Whether it’s your first semester away from home or you’re a returning student, keep these crucial tips in mind to stay safe at college, no matter what situation you’re facing!
1. Stick together
We’re sure you’ve heard of the buddy system, so make sure you actually stick to it the entire night! We’re not saying you should to stay glued to your girlfriends, but keep an eye on them. “Be a good friend,” says SABRE College Safety Program Manager Marisa McKay. “Make a plan with your friends beforehand and don’t leave anyone behind at a party, especially if they’re at a stage where they can’t make the best decisions for themselves.”
2. Make sure your phone is charged
We know cell phone batteries can drain quickly, so make a point of plugging it in while you’re straightening your hair or doing your makeup before you head out. The last thing you want to happen is realizing your phone is dead when you need to make an emergency phone call.
3. Carry emergency cash
These days, we rely on our credit and debit cards to pay for almost everything. At least when you go out at night, bring cash with you, just in case (and we mean more than three dollars!). “Having cash can help get you or a friend out of a bad situation quickly,” McKay says. You don’t want to make the risky decision of walking home simply because you have no money with you.
On your way home
4. Don’t stop moving
Unfortunately, an attack can take place anywhere, even on your beautiful college campus, especially when you’re alone and entering your building. Spend as little time as possible lingering outside your residence. As you approach your building, start to take out your keys so you can head right in. Don’t stop in the middle of the sidewalk or in front of your building because you need to answer your friend’s text.
You can also call a friend or family member to keep on the phone as you walk home. But be careful; don’t get too wrapped up in a conversation that you don’t realize someone might be following you. “Being engaged in your surroundings is key,” McKay says. “Keep your head up, look around every so often and don’t seem distracted.”
5. Carry pepper spray or pepper gel
“A well-prepared person has a plan,” McKay says, so consider carrying tangible defense mechanisms. SABRE is the worldwide leader in pepper spray and makes various items you can use to ensure your safety.
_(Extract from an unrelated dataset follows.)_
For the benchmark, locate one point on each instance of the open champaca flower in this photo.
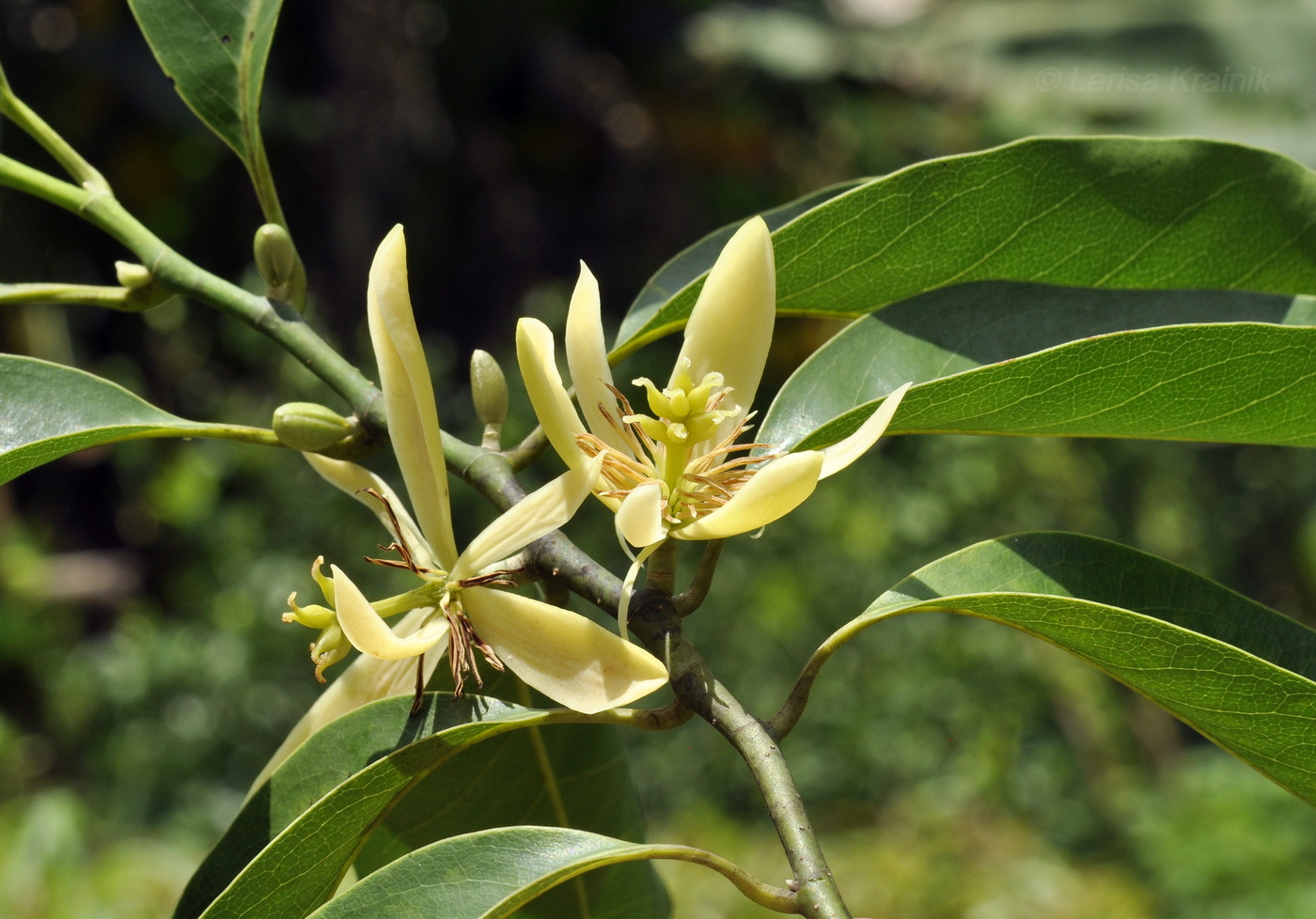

SABRE makes pepper spray and pepper gel, which are both effective, but in different ways. Both sprays have a 10-foot range so you can protect yourself while at a safe distance from an attacker. The gel provides a greater containment of the substance, which means it will only affect that which it directly contacts. This means that it helps prevent wind blow back and prevents you or others nearby from feeling any irritating effects. “Our products are 67 times hotter than hot sauce,” McKay explains. “So physically, no one is going to be able to keep their eyes open at that point.” She warns, however, that sprays meant to combat bears or wasps are not interchangeable with pepper sprays and gels meant for humans. Opt for these campus-approved picks instead!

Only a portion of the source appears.